In an announcement made this week, Sotheby's said the co-branded site would be absorbed within the Sothebys.com site. The merger, which requires Amazon to be paid in cash each year, will take place in the next 30 days.
“It's not a disbanding of a relationship with Amazon,” said Patty Fox, spokeswoman for Sotheby's in New York. “I mean, they're still in this. It just became clear that one marketplace makes so much more sense than two.”
Targeting new collectors, sothebys.amazon.com sold stamps, coins, dolls, and sports and Hollywood memorabilia. Sothebys.com sells traditional fine arts and antiques that are more big-ticket in nature.
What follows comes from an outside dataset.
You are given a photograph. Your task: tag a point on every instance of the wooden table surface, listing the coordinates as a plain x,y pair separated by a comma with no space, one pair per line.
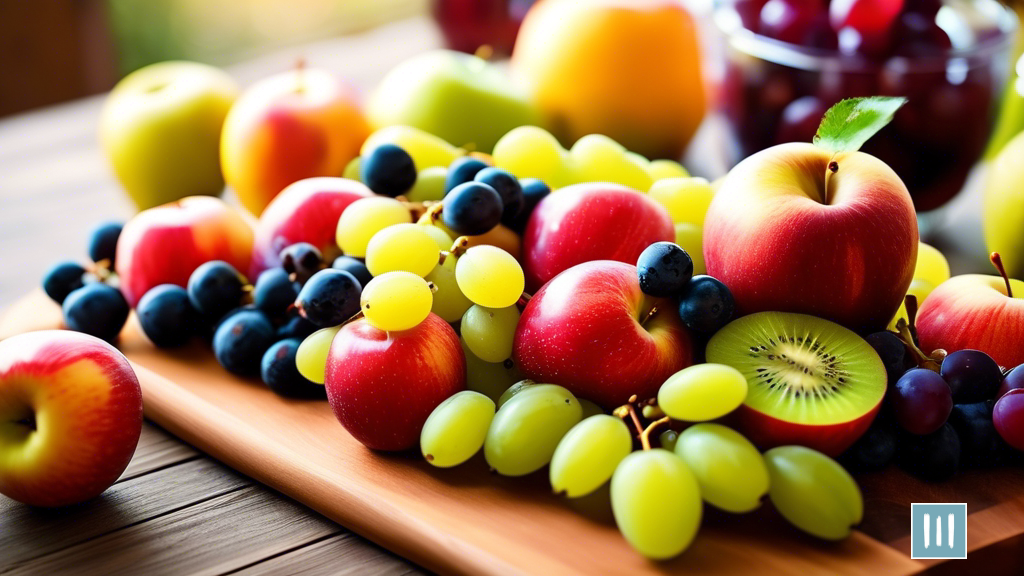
174,510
Under terms of the realignment, bidders and sellers will still be able to access all of the categories from the co-branded site on Sothebys.com or from a Sothebys.com window on the auctions page at Amazon.com.
Sothebys.com will remain Amazon's exclusive online auction aggregator for authenticated fine arts, antiques and collectibles. And Amazon will place Sothebys.com prominently on its site and will promote the auctioneer to its customers.
Between Sothebys.com and sothebys.amazon.com, the two sites sold more than 60,000 works of antiques, arts and collectibles in only 10 months.
In addition to the economics of maintaining two sites, the merger was based on customer feedback as well, according to Sotheby's.
“It's really a natural evolution of our business,” Fox said. “We found their customers were buying across several different categories and looking for property within different categories, and to provide all of that in one location really makes a lot of sense.”